Yumemiru Danshi wa Genjitsushugisha [WN] - Seri 4 Bab 112.1 -

Bab 112.1
Menjelang Hari Itu

baca-yumemiru-danshi-wa-genjitsushugisha-wn-bab-112.1-bahasa-indonesia-di-lintas-ninja-translation

(TL Note: Sebenarnya bab ini berlatar setelah Bab 111, tetapi berdasarkan penyusunan bab, bab ini ditempatkan setelah Bab 112.)

Pada saat liburan musim panas perlahan-lahan akan berakhir, aku memanjakan diriku dengan pekerjaan paruh waktuku seperti biasanya. Aku bekerja keras demi mencari uang tunai, loh? Jujur saja, aku merasa sangat payah karena bekerja demi motif yang tidak serius. Aku mau mengambil hikmah dari Ichinose-san, dan sedikit belajar soal menjadi orang yang rajin. Saat aku memikirkan soal semua usahaku yang berubah jadi uang tunai dalam bentuk upahku, secara alami aku jadi lebih termotivasi. Memikirkannya kayak gitu, keberadaan toko buku ini berbeda dengan visiku.

'Ah, aku bosan sekali', ujarku, yang disambut dengan tatapan Ichinose-san yang bilang sesuatu kayak 'Memangnya boleh sebosan itu!?'. Reaksi ketidakpastian itu sungguh imut. Tampaknya dia sudah terbiasa dengan pekerjaannya di tempat ini, karena dia tampak jauh lebih santai ketimbang sebelumnya.

Tepat saat aku sedang memikirkan hal itu, aku merasakan kehadiran seseorang di bagian depan toko... ...Tunggu, aku bisa melakukan itu? Apa aku mempelajari suatu keahlian khusus tanpa sadar? Kayaknya aku naik level dalam pelayanan pelanggan. Kalau aku itu bintang 1 biasa pada awalnya, aku pasti naik level jadi karakter bintang 2 ...Tunggu, cuma dua bintang? Aku ini karakter yang dibuang cuma demi materi...
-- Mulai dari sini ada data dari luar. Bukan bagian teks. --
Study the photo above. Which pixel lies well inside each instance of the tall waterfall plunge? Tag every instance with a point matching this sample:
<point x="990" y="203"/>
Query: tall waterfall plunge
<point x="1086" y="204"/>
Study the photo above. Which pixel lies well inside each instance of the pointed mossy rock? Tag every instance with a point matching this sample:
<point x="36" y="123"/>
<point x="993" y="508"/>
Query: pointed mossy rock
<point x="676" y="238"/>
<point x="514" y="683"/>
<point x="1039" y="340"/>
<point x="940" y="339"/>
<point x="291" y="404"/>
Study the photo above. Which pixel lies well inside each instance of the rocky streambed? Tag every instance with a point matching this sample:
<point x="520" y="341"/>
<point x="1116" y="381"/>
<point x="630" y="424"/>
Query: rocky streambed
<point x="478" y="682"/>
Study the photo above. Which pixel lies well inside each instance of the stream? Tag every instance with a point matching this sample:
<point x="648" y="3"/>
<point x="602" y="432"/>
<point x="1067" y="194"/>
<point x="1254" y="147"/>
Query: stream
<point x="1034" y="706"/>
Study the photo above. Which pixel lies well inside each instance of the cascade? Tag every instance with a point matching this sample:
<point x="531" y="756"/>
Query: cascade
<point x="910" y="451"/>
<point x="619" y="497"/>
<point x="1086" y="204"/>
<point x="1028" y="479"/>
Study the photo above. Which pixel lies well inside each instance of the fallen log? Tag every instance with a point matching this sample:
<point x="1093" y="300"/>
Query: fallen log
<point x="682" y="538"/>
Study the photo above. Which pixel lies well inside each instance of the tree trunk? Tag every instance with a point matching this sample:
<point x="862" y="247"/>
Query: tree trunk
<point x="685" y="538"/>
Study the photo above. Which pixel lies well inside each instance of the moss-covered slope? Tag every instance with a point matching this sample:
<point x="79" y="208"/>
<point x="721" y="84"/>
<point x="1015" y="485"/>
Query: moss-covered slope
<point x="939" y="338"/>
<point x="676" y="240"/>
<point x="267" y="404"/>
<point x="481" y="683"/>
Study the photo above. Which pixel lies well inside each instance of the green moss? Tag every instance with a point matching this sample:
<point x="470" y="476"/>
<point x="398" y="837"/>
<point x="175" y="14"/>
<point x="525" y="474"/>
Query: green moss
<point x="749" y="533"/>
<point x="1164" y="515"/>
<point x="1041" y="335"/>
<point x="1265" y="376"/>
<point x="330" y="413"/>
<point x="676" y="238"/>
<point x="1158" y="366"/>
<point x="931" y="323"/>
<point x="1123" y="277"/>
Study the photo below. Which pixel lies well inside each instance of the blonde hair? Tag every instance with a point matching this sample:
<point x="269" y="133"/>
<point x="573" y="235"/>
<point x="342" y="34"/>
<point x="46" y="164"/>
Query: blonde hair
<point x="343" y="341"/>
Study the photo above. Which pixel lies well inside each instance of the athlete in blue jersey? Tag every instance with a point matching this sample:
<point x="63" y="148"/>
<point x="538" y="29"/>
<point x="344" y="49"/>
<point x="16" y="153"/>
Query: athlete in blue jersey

Mengesampingkan lelucon yang berhubungan dengan otaku ini, karena toko buku ini ada di lokasi yang lebih sepi, aku bisa mendengar dengan jelas langkah kaki yang mendekat. Saat aku menoleh ke arah kaca, aku mendapati seorang mahasiswi yang tidak asing lagi mendekat. I-Ini merupakan karakter bintang 6 yang sangat langka....

"Halo!"

"Selamat datang, Sasaki-san."

Aku terkejut oleh momentumnya. Dilihat dari penampilan dan sikapnya yang biasa, dia benar-benar terasa seperti seorang mahasiswi. Namun, begitu kalian membuka kedoknya, kalian dipaksa untuk menyadari kalau Sasaki-san sebenarnya masih duduk di bangku SMP. Lebih buruk dari itu, dia punya paras wajah yang dapat menipu cowok-cowok, sambil mengenakan rok pendek yang sesuai dengan usianya. Karena tiba-tiba saja, aku melihat kaki telanjangnya. Aku tidak bisa menyembunyikan kebingunganku. Aku mungkin akan mati hari ini. Kakak mungkin mengutukku dalam tidurku.

"Halo, Ichinose-senpai!"

"Ha-Halo..."

Seperti yang diharapkan dari seseorang yang tampak seperti mahasiswi universitas khusus putri, dia punya tinggi badan yang menopangnya. Tergantung pada cosplay-nya, Ichinose-san bisa saja berpenampilan seperti seorang siswi SD, jadi dia jelas bingung melihat seorang siswi SMP dengan penampilan kayak gini. Secara pribadi, aku mau memandang Sasaki-san dengan sudut pandang Ichinose-san, tetapi aku akan membayar mahal untuk melihat cosplay siswi SD dari Ichinose-san juga.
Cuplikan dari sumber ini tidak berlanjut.